In mid-January 1940, the Veterans of Foreign Wars organization in Boston gave Montgomery an award for "sportsmanship, citizenship, and athletic ability," and praised him for his "self-effacement." Later that month, the Birmingham Post reported that BC would "contract no more contests with teams asking racial discrimination"—however, this did not prevent Montgomery from being forced to sit out additional games during his senior season.

===1940 football season===

Montgomery played in BC's first game of the 1940 season, scoring a touchdown during a 40–0 home win over the Centre Colonels of Kentucky. He was selected to travel with the Eagles to their second game, against Tulane in New Orleans, but after it was reported that his "chances of entering the game are said to be extremely doubtful", he spent the game in the radio booth acting as a spotter assisting the broadcasters. After then playing in multiple BC games against non-southern teams, Montgomery did not play against Auburn on November 23, a 33–7 win for BC at Fenway Park. It was subsequently reported that the two teams had come to an agreement before the contest: BC would not play Montgomery in exchange for Auburn only playing their captain, Dick McGowen, for half of the game. BC finished their regular season with a 10–0 record and were ranked fourth in the final college football rankings, which were released in early December, prior to bowl games. Montgomery was the third-highest scorer on the BC team; his 36 total points from six touchdowns were only behind Frank Maznicki (80 points) and Mike Holovak (67 points) during the regular season.

Montgomery was again unable to play in BC's bowl game, the 1941 Sugar Bowl, contested in New Orleans.

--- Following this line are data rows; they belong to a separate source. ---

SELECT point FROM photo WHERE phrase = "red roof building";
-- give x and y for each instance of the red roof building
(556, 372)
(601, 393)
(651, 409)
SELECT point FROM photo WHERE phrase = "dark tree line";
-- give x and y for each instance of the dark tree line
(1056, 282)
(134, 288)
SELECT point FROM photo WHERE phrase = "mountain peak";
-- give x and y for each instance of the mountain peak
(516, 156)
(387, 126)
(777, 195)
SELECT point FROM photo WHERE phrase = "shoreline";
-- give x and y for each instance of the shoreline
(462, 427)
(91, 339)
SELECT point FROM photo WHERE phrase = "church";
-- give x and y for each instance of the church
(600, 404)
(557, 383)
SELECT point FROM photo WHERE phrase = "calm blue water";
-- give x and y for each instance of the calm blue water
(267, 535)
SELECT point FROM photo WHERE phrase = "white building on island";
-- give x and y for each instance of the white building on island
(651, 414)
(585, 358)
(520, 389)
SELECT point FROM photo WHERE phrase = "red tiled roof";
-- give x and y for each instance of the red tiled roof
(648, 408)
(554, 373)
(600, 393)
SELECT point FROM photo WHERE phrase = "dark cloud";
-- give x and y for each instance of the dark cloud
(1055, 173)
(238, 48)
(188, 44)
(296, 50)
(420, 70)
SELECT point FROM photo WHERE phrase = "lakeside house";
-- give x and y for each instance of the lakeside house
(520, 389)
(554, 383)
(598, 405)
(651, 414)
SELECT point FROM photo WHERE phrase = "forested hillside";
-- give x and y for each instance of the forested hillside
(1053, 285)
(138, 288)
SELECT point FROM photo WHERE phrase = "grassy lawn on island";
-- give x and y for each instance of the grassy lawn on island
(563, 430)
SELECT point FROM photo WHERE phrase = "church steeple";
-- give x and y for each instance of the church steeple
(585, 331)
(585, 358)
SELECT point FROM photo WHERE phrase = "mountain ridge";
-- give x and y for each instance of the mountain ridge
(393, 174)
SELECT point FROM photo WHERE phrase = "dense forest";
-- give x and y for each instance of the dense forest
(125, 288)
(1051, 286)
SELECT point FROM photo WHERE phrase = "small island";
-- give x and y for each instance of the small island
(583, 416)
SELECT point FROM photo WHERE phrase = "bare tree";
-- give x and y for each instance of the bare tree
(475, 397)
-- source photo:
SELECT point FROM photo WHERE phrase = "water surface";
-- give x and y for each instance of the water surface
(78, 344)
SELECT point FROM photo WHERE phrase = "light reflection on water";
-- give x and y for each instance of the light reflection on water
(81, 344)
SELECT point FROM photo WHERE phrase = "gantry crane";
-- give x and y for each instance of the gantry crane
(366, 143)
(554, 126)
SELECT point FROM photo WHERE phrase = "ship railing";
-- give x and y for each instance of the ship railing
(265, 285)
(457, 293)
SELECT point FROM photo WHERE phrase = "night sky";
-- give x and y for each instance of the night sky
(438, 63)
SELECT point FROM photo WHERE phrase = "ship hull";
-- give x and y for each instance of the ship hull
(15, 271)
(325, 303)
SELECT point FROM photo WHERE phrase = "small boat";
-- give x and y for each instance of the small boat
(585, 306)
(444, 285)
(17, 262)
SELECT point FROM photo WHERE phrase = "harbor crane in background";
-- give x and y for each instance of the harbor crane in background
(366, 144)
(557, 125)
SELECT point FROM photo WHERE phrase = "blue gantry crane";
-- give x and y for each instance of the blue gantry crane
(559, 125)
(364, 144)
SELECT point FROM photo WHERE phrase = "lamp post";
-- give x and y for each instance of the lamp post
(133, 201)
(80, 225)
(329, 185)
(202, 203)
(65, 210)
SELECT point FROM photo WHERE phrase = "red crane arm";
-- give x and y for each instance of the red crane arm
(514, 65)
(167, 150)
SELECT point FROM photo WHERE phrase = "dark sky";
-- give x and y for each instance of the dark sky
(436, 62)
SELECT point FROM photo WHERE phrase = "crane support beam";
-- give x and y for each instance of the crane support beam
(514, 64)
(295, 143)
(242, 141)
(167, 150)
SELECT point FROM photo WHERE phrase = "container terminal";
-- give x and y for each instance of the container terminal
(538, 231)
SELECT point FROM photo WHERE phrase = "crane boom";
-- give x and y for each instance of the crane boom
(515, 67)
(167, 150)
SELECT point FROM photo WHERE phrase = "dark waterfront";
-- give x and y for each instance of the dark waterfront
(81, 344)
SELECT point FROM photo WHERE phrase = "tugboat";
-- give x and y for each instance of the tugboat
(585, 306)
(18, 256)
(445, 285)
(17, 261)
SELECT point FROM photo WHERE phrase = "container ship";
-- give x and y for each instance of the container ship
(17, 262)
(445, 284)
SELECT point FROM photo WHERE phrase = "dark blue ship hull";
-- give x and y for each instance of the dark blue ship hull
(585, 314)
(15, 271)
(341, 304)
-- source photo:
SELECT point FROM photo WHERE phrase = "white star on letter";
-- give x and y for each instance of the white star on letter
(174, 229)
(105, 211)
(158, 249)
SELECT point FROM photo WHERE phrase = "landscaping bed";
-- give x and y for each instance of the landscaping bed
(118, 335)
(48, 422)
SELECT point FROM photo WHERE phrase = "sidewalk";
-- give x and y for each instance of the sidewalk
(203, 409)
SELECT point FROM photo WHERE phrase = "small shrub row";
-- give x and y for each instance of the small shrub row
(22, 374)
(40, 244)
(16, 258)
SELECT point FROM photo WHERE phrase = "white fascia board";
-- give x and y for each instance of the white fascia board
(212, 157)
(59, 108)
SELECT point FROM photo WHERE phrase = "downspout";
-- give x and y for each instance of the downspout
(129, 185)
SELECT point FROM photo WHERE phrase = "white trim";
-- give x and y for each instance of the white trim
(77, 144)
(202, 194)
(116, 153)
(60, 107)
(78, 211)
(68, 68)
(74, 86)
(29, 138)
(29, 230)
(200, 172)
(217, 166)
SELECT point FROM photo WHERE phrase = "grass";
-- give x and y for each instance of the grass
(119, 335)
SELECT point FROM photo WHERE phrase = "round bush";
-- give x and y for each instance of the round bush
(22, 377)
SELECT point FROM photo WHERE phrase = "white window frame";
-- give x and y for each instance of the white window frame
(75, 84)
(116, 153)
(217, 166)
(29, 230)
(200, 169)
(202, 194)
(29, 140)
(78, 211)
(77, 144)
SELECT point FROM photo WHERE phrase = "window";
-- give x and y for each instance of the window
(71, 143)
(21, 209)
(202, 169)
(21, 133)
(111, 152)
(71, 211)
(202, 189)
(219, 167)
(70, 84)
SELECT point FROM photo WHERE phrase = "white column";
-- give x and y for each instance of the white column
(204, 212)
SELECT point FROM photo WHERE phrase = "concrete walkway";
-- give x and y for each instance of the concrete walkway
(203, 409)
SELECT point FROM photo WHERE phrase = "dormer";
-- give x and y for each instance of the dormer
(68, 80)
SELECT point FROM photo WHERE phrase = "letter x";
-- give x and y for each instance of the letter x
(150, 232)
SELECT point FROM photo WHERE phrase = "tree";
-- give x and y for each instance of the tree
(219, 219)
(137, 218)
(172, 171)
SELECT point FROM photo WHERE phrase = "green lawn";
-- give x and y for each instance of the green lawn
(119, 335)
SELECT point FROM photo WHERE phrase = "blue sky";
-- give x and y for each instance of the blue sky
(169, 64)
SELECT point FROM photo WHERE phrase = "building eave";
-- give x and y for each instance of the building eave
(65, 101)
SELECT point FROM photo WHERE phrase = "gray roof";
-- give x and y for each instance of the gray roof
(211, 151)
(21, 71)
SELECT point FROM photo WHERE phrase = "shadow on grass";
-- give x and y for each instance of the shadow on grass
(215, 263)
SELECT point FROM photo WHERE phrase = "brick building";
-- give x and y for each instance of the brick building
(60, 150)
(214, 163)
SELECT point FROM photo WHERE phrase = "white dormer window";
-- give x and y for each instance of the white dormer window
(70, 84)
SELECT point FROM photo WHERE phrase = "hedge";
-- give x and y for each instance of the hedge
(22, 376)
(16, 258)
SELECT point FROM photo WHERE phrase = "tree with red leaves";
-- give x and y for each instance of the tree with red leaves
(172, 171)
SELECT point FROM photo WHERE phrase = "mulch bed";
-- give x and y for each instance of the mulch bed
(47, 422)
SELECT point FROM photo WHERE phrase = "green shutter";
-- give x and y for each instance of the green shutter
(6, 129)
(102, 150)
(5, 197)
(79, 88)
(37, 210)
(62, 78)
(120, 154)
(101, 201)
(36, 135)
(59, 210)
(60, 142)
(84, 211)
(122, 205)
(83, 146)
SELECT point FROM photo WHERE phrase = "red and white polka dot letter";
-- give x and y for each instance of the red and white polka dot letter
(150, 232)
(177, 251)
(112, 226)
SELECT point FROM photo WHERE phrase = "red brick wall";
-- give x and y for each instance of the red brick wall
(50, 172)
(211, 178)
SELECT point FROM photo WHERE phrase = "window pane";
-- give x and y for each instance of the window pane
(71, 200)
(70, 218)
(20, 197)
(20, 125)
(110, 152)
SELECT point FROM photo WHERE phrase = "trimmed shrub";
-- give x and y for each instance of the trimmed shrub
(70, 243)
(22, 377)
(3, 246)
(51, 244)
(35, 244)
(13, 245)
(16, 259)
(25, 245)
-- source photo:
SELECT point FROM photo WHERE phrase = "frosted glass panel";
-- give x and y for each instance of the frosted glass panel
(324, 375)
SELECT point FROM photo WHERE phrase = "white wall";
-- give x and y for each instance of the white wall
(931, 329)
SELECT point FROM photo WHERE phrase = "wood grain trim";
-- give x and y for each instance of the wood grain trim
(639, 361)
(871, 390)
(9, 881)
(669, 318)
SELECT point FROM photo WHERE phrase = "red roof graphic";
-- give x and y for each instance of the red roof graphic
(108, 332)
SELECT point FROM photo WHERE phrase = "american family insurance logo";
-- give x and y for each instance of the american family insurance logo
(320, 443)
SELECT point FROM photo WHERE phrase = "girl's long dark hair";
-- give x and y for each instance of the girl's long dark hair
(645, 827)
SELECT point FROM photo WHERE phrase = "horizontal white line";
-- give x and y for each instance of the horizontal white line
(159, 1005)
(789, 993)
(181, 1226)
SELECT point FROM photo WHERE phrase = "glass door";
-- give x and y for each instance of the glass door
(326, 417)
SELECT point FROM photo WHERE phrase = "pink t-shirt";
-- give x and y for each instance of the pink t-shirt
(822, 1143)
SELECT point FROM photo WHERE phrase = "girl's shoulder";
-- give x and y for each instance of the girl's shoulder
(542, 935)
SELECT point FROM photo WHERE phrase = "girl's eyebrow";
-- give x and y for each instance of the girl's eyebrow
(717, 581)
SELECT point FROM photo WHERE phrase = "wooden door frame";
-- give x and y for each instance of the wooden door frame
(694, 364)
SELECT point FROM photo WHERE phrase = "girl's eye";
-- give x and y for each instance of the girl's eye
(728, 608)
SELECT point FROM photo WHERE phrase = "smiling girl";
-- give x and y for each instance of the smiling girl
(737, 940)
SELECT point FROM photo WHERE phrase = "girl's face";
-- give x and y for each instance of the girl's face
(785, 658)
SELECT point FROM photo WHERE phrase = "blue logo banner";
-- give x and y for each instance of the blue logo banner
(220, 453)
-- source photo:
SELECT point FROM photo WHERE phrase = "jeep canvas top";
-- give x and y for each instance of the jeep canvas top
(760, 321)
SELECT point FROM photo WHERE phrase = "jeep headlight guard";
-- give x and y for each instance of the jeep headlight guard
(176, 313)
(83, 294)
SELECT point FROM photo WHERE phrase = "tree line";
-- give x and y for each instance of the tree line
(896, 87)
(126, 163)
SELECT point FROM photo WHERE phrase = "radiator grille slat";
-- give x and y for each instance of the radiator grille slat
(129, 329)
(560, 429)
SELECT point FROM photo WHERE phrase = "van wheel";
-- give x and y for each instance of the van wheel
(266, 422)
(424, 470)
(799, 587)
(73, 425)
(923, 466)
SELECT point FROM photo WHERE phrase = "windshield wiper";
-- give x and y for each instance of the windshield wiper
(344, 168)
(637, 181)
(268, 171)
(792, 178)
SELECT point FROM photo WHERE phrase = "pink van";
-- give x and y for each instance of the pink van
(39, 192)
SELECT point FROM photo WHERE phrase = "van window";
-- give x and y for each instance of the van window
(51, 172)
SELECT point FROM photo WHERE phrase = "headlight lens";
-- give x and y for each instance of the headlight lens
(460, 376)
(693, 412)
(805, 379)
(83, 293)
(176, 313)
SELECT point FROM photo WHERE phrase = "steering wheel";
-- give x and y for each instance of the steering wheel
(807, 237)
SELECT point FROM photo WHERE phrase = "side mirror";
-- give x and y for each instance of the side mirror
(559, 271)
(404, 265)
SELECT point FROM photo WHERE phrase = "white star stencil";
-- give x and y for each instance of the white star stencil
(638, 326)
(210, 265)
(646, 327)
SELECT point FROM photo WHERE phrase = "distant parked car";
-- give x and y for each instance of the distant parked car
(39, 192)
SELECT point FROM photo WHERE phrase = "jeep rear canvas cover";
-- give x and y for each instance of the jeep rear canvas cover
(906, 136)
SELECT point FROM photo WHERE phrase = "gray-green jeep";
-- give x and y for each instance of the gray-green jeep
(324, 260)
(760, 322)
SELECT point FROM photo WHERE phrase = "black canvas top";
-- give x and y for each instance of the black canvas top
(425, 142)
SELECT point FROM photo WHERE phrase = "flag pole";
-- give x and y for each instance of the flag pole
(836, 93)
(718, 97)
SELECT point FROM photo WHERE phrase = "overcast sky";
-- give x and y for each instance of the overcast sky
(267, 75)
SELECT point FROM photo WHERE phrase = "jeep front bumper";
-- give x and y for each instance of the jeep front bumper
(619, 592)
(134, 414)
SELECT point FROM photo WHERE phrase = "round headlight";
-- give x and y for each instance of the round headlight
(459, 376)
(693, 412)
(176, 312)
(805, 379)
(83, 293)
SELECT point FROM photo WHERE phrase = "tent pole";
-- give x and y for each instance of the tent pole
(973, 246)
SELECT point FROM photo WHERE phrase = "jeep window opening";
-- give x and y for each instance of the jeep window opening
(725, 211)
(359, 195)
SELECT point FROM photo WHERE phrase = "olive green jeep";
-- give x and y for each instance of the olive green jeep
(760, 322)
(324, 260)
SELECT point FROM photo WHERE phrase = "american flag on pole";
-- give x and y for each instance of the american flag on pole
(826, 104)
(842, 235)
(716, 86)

Comments from sportswriters of the era included "there's no use borrowing trouble when it can be avoided." BC defeated Tennessee, who also entered the bowl undefeated, by a score of 19–13.

The first interracial bowl game did not occur until after World War II, the 1948 Cotton Bowl Classic, and the Sugar Bowl did not integrate until its 1956 edition.

==Later life==
In June 1941, Montgomery was appointed to a staff position within the National Youth Administration. At the time, he was married and had one child. By the fall of 1941, Montgomery had organized a semi-professional football team known as the Boston Blackhawks, (Note: Some later sources refer to the team as the Black Eagles rather than Blackhawks.) which played in the New England area. The Blackhawks remained active as late as October 1947.

Montgomery later worked in Hartford, Connecticut, as an insurance agent, and eventually moved to California and worked for Western Airlines. He died on January 29, 1993, in Long Beach, California, aged 72. He was survived by two daughters.

==Legacy==
Montgomery was inducted to the Varsity Club Hall of Fame at BC in 1997. In 2012, he was added to BC football's list of honored jerseys at Alumni Stadium. (Note: As of 2025, BC football only has two official retired numbers, those of Doug Flutie (22) and Mike Ruth (68). At least 10 other players, including Montgomery, have "honored jerseys".)

In 2015, Montgomery was the subject of a documentary film entitled Lou Montgomery: A Legacy Restored. A sequel, Lou Montgomery: His Story is Our Story, was released in 2023.